Pragmatik pada masa
sekarang ini berangsur-angsur di pandang sebagai sesuatu
yang tidak asing lagi untuk
dipelajari. Ilmu yang bersangkutan dengan bentuk, makna, dan konteks ini
mengalami perkembangan linguistik yang cukup pesat. Pragmatik yang merupakan bagian
dari ilmu tanda sebenarnya telah dikemukakan sebelumnya oleh seorang filsuf
yang bernama Charles Morris. Menurut Morris, dalam kaitannya dengan ilmu
bahasa, semiotika (semiotics)
memiliki tiga cabang, yakni (1) sintaktika ‘studi relasi formal tanda-tanda’,
(2) semantika ‘studi relasi tanda dengan penafsirnya’, dan (3) pragmatika. Akan
tetapi, pragmatik yang berkembang saat ini yang mengubah orientasi linguistik
di Amerika pada tahun 1970-an sebenarnya diilhami oleh karya-karya filsuf seperti Austin dan Searle yang termasyhur dengan teori
tindak tuturnya (Leech, 1983:2).
Leech dalam terjemahan Oka (1993:32)
mengemukakan bahwa, “Pragmatik merupakan studi tentang makna dalam hubungannya
dengan situasi-situasi ujar atau speech situations.” Lubis (1991:4) menambahkan
bahwa bahasa merupakan gejala sosial dan pemakaiannya jelas banyak ditentukan
oleh faktor-faktor nonlinguistik. Faktor linguistik saja seperti kata-kata,
kalimat-kalimat saja tidak cukup untuk melancarkan komunikasi.

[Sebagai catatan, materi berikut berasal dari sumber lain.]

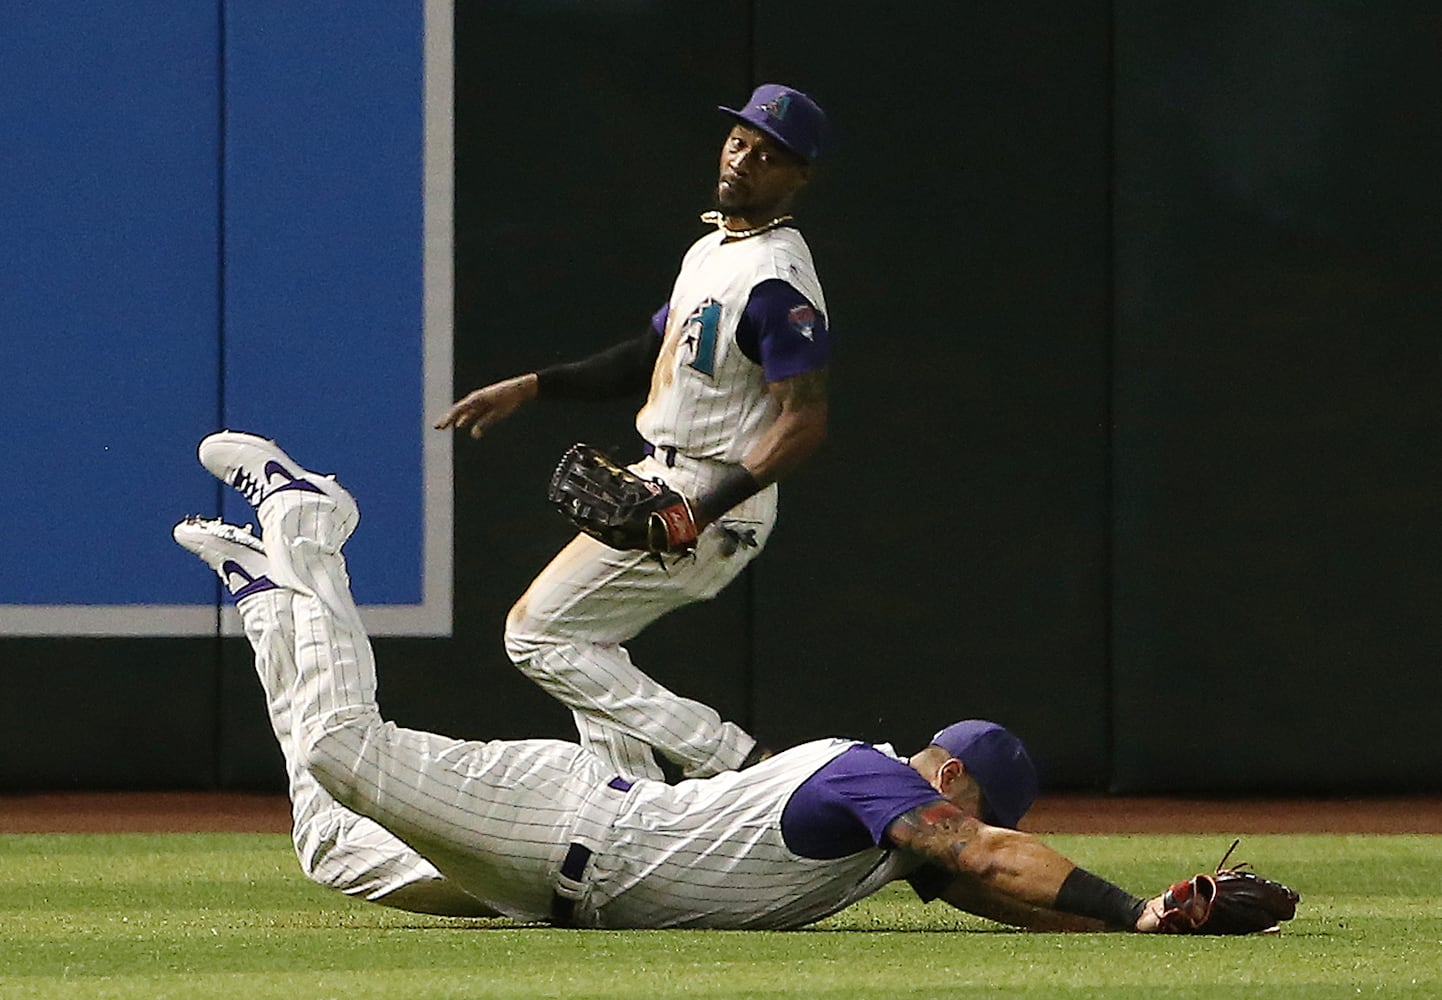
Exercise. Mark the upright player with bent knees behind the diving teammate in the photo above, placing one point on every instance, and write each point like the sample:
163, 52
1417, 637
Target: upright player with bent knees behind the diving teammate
736, 366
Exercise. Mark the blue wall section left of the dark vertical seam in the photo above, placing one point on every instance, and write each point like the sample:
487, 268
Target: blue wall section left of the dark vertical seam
109, 310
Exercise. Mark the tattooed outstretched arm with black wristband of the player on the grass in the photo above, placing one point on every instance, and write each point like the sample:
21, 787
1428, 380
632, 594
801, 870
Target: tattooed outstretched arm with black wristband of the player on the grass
1012, 875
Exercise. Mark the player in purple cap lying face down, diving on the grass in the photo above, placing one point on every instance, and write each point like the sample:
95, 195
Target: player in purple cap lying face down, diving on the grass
546, 830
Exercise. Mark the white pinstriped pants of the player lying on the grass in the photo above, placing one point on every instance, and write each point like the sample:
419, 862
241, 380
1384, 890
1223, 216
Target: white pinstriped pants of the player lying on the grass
394, 816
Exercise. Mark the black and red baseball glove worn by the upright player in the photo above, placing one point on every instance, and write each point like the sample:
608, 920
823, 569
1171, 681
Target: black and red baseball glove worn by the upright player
618, 507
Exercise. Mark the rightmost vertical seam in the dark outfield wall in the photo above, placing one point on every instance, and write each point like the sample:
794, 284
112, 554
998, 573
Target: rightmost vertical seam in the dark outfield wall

Menurut Levinson (dalam Tarigan,
1987:33), pragmatik merupakan telaah mengenai relasi antara bahasa dengan
konteks yang merupakan dasar bagi suatu catatan atau laporan pemahaman bahasa.
Dengan kata lain, pragmatik adalah telaah mengenai kemampuan pemakai bahasa
menghubungkan serta menyerasikan kalimat-kalimat dan konteks-konteks secara
tepat. Pendapat lain dikemukakan oleh Wijana (1996:14) yang mengatakan bahwa
pragmatik menganalisis tuturan, baik tuturan panjang, satu kata atau injeksi.
Ia juga mengatakan bahwa pragmatik sebagai cabang ilmu bahasa yang mempelajari
struktur bahasa secara eksternal, yakni bagaimana suatu kebahasaan itu
digunakan dalam komunikasi.
Rustono (1999:5) mengatakan bahwa
pragmatik adalah bidang linguistik yang mengkaji hubungan timbal balik antara
fungsi dan bentuk tuturan. Gunarwan dalam Rustono (1999:4) menambahkan bahwa
pragmatik adalah bidang linguistik yang mengkaji hubungan (timbal balik) fungsi
ujaran dan bentuk (struktur) kalimat yang
mengungkapkan ujaran.
Beberapa pendapat di atas walaupun
dengan pernyataan yang berbeda tetapi pada dasarnya menunjukkan kesamaan
pandangan, sebab kajian pragmatik mengacu pada penggunaan bahasa dalam
kaitannya dengan konteks. Jadi dapat disimpulkan, pragmatik adalah ilmu yang
menelaah bagaimana keberadaan konteks mempengaruhi dalam menafsirkan kalimat.
Di sinilah letak perbedaan pragmatik dengan semantik, sebab telaah semantik
bersifat bebas konteks. Dengan kata lain, persoalan yang dikaji oleh semantik
adalah makna kata-kata yang dituturkan, dan bukan maksud tuturan penutur.